Comparisons between solutions derived from the nonlinear equation and those from linearized analytical approaches reveal the importance of incorporating nonlinear terms, particularly when assumptions of linearization are invalid. These nonlinearities are essential for achieving high quality solutions and capturing the full range of optical possibilities.

The study highlights the significance of high order approximations, both of the solution and the domain itself. Testing against low order finite elements and non-deformed high order elements clearly demonstrates the benefits of this approach in minimising geometrical mismatch error arising from spatial discretisation. This careful attention to detail allows for the prediction of optical surfaces derived from complex boundary conditions, opening avenues for designing lenses with tailored properties.

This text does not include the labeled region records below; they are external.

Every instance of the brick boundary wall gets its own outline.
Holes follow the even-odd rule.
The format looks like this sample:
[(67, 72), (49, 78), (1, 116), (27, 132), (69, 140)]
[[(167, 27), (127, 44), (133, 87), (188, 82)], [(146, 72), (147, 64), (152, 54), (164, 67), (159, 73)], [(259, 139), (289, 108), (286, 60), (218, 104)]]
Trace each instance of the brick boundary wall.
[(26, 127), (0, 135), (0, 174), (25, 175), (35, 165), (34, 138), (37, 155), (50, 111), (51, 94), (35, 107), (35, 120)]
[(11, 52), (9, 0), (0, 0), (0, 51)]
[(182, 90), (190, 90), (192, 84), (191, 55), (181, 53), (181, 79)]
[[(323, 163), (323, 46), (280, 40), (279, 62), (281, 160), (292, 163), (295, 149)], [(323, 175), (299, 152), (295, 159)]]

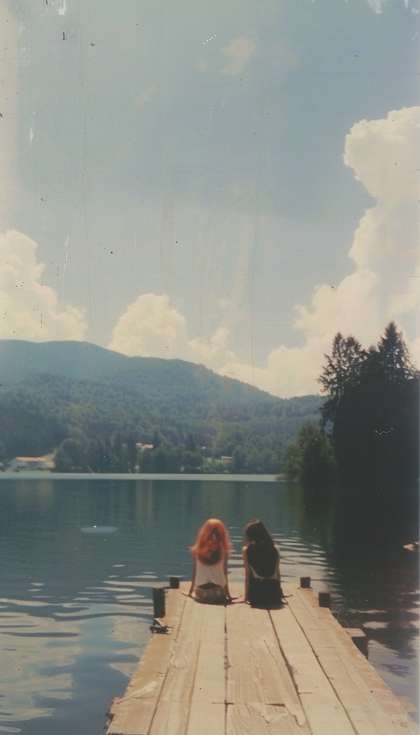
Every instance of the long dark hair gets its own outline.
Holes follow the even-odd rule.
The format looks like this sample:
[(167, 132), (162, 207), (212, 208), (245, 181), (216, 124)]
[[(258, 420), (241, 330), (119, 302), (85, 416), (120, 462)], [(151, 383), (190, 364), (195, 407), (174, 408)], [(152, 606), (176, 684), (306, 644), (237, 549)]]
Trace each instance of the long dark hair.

The code’s usability is further demonstrated through its application to designing and analysing micro-lens arrays. By predicting nominal optical properties and assessing the impact of manufacturing imperfections, such as frame defects or volume inaccuracies, the solver provides valuable insights for optimising the Fluidic Shaping process. Once implemented, the solver provides a means to accurately model the topography of the liquid interface, and subsequently, its optical properties.